主さまの気まぐれ-百鬼夜行の王-③ 
雪男がぴりぴりしているのが傍から見ていて分かった。


…父と雪男は仲が悪い。

いや、心の底から仲が悪いということではなく、雪男が母に恋をしているから父はそれを邪険に思って必要以上につんつんしているのだ。


自分たちが何か問題を起こしてしまうと雪男が責任を取らされて怒られることは分かっていたため、朔は通りをゆく人々を目を合わせないように伏し目がちになりながら輝夜の様子を窺っていた。


「この辺りから…」


輝夜の力は完全には顕現していない。
何かがあるとは分かっていてもそれが何かは明確には分からず、きょろきょろ辺りを見回して気を探っている。


「誰かが住んでるのか?」


「兄さん…母様を知っている方が居て、その方が…」


うるっと目を潤ませた輝夜が泣き出しそうになり、雪男は輝夜を抱き寄せて顔を胸に押し付けると、頭を優しく撫でた。

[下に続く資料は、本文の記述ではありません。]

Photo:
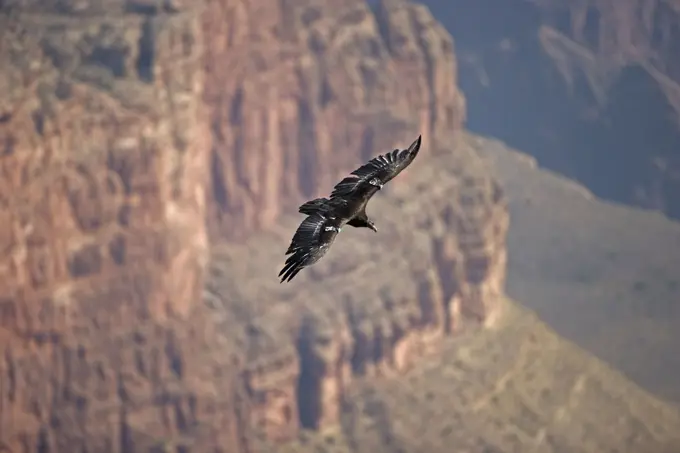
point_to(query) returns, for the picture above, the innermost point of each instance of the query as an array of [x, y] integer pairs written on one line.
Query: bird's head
[[371, 225]]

「輝夜、無理をするんじゃないぞ。この辺に何かあるのは分かった。今日はこれまでにしよう」


「でも急がないと…」


…何故急がないといけないのだろうか?

それを問うてもきっと輝夜は答えない。

すると朔が目を赤くした輝夜の手を握って大通りに戻ろう、と言った。


「ここまで来たんだからお祖父様の所に行こう。本も借りたいし」


「ああそうだな、そうするか。あいつんとこで菓子でも食おうぜ」


大通りに向けて歩を進める。


雪男の手を握ることは息吹から固く禁じられている兄弟はまた袖を握り、それがとても幼い行動なのだと分かっていても甘えてしまう。


「お祖父さまはいらっしゃるのかな」


「さあな、居なかったら勝手に上がり込んで好き勝手しようぜ」


ははっと笑って意気揚々とふたりを引っ張る雪男に救われた思いになった輝夜が笑顔に戻り、ほっとした朔が小走りについて行く。


輝夜の杞憂は何なのだろうか?

ふたりに分からないよう努めながら考えを巡らせる。

これは主さまに伝えなければならない案件なのかどうか、見極めが必要だった。